General characteristics
- Type: Packet steamer
- Tonnage: 197 gross tonnage
- Length: 100 feet (30 m) long, 23 feet (7 m) wide
- Notes: Built in Buffalo, New York, in 1878

= SS R. G. Stewart =

Commercial packet steamer that sank in Lake Superior

The R.G. Stewart was a commercial packet steamer. On June 4, 1899, it caught fire and sank in Lake Superior, off the coast of Michigan Island in Chequamegon Bay. The site of the wreck was added to the National Register of Historic Places in 1991.

==History==
The R.G. Stewart was built in Buffalo, New York, in 1878. It was originally used as a ferry on the Niagara River. The ship was brought to Duluth, Minnesota in 1882 and purchased by Captain Cornelius "Con" Flynn in 1894. Flynn used the ship to carry passengers and cargo to various ports along the south shore of Lake Superior, and had a very profitable business for several years.

On Saturday, June 3, 1899, Flynn left Hancock, Michigan with three passengers and his crew. The cargo included some live cattle. After stopping in Ontonagon, Michigan, The R.G. Stewart was destined for its home port of Duluth. A heavy fog soon developed, making visibility very poor. At 11:00 pm, running blind, the ship suddenly crashed aground on Michigan Island. All efforts to free the ship failed, and the crew decided to wait until morning to deal with the problem.

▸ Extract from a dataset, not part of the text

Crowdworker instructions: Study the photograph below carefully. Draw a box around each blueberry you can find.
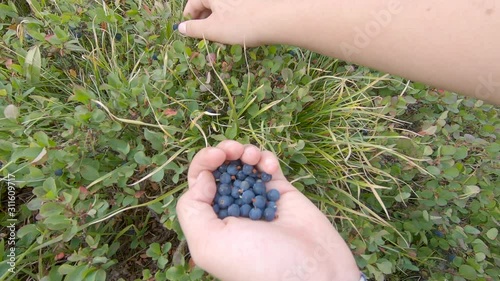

The next morning, the crew watched for other passing boats who could have helped, but no boats were sighted, and Captain Flynn decided to deal with the problem himself. The engines were started, and he pushed them feverishly in hopes of backing the boat off its standing point. Unfortunately, this caused the boilers to overheat, and the ship was set on fire. With the whole ship severely ablaze, the cattle were pushed overboard to save them. The cattle successfully swam to shore.

Several of the crew and passengers used the lifeboat, while some swam to shore. All survived, except for a crew member named George McKenna, who drowned. The eleven survivors were found by the keeper of the Michigan Island Light, who offered them food and shelter for the night. The following morning he took them to the mainland in his boat.